Lately ACC football has gained traction on the national stage, thanks to strong NFL drafts, numerous bowl tie-ins and significant postseason victories. Yet, at least until the ESPN hype machine cranks up, the SEC is regarded as clearly superior.
The story is rather different in men's basketball, the sport for which the ACC is most celebrated. ACC teams have long filled the polls, particularly the top 10. For years the conference was considered the standard of measure in the sport, a position it's regained the past two seasons with seven programs reaching the NCAA regional finals.
For a season-long measure, consider the final Associated Press polls over the last 10 years. All but twice (2007 and 2010) the ACC had at least a pair of teams in the top 10. Over the past decade 21 ACC squads made the final top 10 (Duke eight times, UNC six).
The SEC had a total of seven representatives in the top 10 during that same decade, never more than one at a time and three years none at all.
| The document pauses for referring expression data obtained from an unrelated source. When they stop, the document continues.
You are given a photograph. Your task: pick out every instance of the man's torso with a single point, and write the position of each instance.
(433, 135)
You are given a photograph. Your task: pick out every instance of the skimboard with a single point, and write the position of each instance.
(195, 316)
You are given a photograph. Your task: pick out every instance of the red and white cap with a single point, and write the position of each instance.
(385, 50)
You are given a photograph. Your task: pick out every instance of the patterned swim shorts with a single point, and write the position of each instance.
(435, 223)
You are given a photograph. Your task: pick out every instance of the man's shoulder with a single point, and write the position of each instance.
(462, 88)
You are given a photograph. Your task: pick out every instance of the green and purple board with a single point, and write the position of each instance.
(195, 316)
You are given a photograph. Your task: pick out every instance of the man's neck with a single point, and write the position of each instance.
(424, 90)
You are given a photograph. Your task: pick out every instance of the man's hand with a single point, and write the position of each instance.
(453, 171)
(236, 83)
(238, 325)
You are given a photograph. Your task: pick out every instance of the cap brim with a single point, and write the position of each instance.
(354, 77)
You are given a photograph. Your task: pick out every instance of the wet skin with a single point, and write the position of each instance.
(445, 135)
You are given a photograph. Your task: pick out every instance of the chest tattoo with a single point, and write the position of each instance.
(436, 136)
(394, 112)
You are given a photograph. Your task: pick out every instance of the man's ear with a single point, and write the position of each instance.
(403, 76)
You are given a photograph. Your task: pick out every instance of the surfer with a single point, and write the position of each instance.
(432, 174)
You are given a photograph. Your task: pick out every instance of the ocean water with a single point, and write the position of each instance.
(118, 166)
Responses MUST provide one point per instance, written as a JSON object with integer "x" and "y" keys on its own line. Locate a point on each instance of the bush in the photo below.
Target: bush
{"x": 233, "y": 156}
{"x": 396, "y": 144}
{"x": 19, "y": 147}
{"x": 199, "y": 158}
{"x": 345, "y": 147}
The last time the ACC had no teams in the top 10 was the 1960 season, prior to the birth of eight of 15 current league coaches.
Since the ACC's inaugural 1953-54 season its programs have won more NCAA championships (13) than the SEC (8, plus three by Kentucky prior to '54). The diversity of the ACC's top achievers in NCAA play is broader than that of the SEC, which for years was handicapped by state laws and customs precluding many of its teams from competing against integrated schools.
Of course, in comparing the ACC and SEC, if all else fails there's always the tried and true assertion any tension is a figment of fevered media imaginations. These days everybody appears on smiling terms, soon to be siblings in the same lucrative ESPN family. Ultimately that shared interest may only stoke the smoldering competitive fires if the network thinks the rivalry will boost ratings.